El barrio de las Lomas de Chapultepec es un oasis verde en Ciudad de México, un refugio en el que desde los años veinte del siglo pasado arquitectos como Luis Barragán construyeron viviendas para la clase alta. Es también aquí donde el empresario mexicano Moisés Micha compró en 2014 una casa setentera y brutalista de cuatro pisos sin jardín para convertirla en su nuevo hogar.
El proyecto, nada fácil, se lo encargó a su amigo belga Nicolas Schuybroek, que contó con la ayuda del mexicano Alberto Kalach para llevarlo a cabo. "Nos enfrentamos a una renovación total porque la estructura primigenia era terriblemente fea", explica Schuybroek sin rodeos. La idea, sigue el proyectista, "era crear un retiro urbano aislado y sereno, casi monacal, utilizando una paleta de materiales suaves. Los pisos de hormigón pulido son iguales en todas las estancias y las paredes y los techos están uniformemente acabados, creando una identidad muy fuerte y un hilo conductor tranquilo, pero potente".
Los 600 metros de la vivienda están distribuidos en una gran entrada con un estanque-fuente interior, una primera planta donde conviven la cocina con el salón y el comedor, un segundo nivel destinado al dormitorio principal, baño y estudio, un tercer piso que se reparten la biblioteca y la sala de televisión, y el ático donde se ubica la terraza y el comedor exterior.
Se utilizó madera de Parota de origen local para la carpintería integrada y mármol Arabescato con mucha veta para la cocina y los baños. Con el objetivo de romper la pesada estructura original e instalar "un vacío de luz", el belga se inventó una planta baja parcialmente diáfana y abrió un patio trasero con una fuente. "El sonido del agua resuena por todas partes, uniendo los pisos y las habitaciones", argumenta Schuybroek.
Introdujeron además varios elementos que enfatizan esa homogeneidad visual y funcional, como la escalera de acero que recorre los cuatro niveles.

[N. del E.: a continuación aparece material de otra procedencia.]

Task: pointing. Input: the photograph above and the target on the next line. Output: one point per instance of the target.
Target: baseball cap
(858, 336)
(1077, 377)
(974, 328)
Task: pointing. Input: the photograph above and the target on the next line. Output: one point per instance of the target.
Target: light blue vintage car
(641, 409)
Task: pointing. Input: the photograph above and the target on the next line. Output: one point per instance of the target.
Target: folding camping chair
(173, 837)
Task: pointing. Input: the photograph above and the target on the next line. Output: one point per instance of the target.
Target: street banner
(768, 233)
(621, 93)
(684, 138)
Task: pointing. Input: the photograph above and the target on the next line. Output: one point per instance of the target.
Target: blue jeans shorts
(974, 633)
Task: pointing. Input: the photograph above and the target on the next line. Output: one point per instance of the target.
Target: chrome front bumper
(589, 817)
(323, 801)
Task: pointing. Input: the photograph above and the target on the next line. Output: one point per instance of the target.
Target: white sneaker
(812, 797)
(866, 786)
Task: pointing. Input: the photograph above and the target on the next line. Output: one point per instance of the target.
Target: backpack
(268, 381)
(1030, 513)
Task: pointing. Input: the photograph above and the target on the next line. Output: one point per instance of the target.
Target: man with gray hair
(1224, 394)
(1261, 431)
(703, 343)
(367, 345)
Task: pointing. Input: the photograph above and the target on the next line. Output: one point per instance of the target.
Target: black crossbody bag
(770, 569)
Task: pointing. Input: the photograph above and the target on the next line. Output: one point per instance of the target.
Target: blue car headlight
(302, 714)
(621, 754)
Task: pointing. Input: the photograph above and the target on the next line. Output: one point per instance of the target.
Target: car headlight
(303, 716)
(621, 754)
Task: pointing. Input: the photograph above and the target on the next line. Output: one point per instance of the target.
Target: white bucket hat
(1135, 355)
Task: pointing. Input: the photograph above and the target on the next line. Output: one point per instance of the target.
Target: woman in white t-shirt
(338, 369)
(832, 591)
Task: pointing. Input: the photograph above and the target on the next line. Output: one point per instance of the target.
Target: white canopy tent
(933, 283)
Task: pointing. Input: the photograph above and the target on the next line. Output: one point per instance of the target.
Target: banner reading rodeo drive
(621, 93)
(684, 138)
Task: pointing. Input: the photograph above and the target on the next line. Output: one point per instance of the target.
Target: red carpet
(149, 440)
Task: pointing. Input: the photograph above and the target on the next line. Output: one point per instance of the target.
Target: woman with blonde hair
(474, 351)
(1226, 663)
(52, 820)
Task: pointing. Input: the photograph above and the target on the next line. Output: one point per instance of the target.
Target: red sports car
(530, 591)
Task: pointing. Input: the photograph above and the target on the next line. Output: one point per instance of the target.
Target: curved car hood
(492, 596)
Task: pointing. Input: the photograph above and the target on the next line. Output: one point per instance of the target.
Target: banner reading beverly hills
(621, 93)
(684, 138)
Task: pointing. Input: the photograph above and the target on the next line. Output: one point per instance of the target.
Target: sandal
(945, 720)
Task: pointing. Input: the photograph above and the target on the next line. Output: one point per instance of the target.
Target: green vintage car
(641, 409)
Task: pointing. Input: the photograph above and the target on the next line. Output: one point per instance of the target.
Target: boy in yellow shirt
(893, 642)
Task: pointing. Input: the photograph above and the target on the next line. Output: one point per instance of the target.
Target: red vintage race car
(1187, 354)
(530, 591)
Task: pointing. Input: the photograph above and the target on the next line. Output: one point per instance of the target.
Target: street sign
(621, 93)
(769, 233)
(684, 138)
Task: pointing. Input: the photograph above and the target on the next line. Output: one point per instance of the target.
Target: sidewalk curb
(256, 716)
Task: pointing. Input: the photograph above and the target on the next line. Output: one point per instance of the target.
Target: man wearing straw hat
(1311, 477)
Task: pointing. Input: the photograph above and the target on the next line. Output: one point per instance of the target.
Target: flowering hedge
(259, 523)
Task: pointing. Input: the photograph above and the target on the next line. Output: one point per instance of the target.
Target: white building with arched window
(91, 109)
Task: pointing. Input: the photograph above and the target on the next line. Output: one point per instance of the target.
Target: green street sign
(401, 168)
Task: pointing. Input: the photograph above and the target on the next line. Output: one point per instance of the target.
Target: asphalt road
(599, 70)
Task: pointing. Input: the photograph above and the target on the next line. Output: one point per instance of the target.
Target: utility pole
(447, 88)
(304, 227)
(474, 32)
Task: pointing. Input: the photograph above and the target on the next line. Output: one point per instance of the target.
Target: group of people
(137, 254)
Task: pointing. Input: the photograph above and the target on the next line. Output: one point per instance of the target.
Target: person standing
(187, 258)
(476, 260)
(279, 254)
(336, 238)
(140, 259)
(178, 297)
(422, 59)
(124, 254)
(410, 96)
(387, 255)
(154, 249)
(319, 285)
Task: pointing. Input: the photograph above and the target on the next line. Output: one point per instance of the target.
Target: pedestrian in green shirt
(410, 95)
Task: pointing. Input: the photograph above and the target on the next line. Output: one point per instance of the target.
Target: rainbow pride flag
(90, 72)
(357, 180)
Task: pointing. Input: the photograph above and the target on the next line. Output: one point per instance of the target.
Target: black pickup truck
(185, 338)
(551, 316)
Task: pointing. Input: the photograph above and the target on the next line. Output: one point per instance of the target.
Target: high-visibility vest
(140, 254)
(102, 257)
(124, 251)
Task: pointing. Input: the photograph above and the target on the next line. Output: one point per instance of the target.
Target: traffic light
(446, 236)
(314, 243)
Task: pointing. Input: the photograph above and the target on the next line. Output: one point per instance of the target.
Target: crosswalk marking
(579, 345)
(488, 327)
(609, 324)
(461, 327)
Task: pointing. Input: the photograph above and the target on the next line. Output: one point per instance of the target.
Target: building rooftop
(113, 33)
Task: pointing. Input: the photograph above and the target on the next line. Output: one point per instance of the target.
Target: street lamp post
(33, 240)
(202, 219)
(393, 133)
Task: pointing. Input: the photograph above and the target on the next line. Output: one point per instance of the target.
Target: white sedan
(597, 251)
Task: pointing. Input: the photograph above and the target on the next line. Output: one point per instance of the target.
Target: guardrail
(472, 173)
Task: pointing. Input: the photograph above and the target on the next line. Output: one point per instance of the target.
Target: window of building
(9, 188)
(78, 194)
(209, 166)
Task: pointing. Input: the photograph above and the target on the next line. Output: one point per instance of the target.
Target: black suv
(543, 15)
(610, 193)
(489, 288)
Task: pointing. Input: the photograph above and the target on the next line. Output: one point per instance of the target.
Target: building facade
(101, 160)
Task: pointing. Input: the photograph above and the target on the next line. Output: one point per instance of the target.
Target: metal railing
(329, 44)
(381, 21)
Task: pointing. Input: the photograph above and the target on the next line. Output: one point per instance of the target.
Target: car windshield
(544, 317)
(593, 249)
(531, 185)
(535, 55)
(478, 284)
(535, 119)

En cuanto al interiorismo, fue pensado para acompañar a la extensa colección de arte y diseño del dueño, de forma que exterior e interior dialogasen sin distorsiones. Entre los tesoros expuestos, esculturas de Damián Ortega y Terence Gower, dibujos de Jose Dávila o mobiliario de Pierre Jeanneret y Pierre Guariche. "Teníamos claro que los colores debían ser neutros y contenidos, muy arquitectónicos, para así dejar hablar a las piezas de Moisés", añade el autor.

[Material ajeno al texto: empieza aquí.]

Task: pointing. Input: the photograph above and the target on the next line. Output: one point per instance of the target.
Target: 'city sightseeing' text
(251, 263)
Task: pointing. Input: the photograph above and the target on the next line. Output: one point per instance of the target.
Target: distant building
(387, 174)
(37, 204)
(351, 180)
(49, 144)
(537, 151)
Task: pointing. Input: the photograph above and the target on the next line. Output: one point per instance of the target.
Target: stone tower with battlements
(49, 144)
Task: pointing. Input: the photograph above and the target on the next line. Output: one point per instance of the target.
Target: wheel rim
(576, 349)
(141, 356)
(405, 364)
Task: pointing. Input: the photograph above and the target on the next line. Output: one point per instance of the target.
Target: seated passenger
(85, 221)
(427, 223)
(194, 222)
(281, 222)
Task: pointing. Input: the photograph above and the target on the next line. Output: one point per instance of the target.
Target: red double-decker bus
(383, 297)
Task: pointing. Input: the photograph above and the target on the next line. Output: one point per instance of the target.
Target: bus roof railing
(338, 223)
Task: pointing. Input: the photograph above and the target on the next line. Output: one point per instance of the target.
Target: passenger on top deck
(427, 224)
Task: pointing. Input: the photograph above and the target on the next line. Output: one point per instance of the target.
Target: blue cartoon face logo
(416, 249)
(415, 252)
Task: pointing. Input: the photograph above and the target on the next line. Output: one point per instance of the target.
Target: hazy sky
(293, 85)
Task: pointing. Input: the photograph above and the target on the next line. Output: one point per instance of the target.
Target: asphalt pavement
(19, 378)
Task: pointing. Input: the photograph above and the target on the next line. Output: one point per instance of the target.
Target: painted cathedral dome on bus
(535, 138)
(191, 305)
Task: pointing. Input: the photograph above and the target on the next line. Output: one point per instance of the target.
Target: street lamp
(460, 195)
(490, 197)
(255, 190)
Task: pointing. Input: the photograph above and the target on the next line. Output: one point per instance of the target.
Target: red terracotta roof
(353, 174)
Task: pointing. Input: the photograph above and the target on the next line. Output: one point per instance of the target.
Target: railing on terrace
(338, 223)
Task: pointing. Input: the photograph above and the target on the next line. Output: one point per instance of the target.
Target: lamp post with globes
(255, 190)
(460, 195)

Por otro lado, y para llenar de verde el antiguo búnker, prolongaron una placa de hormigón sobre la entrada para crear un jardín suspendido en el primer piso, lo que les permitió a la vez proteger la intimidad del dueño del exterior. "El efecto es similar a las viviendas belgas, donde el edificio no da pistas de la magia que se esconde dentro".
Las plantas, además, son todas locales, gracias a la iniciativa del mexicano Kalach, que ancló así el refugio del empresario al país en el que está situado. El resultado de esta transformación radical es un cubo que ha matizado su brutalismo inicial al llenarse de vegetación, agua, piezas de autor, materiales rotundos y sobre todo luz.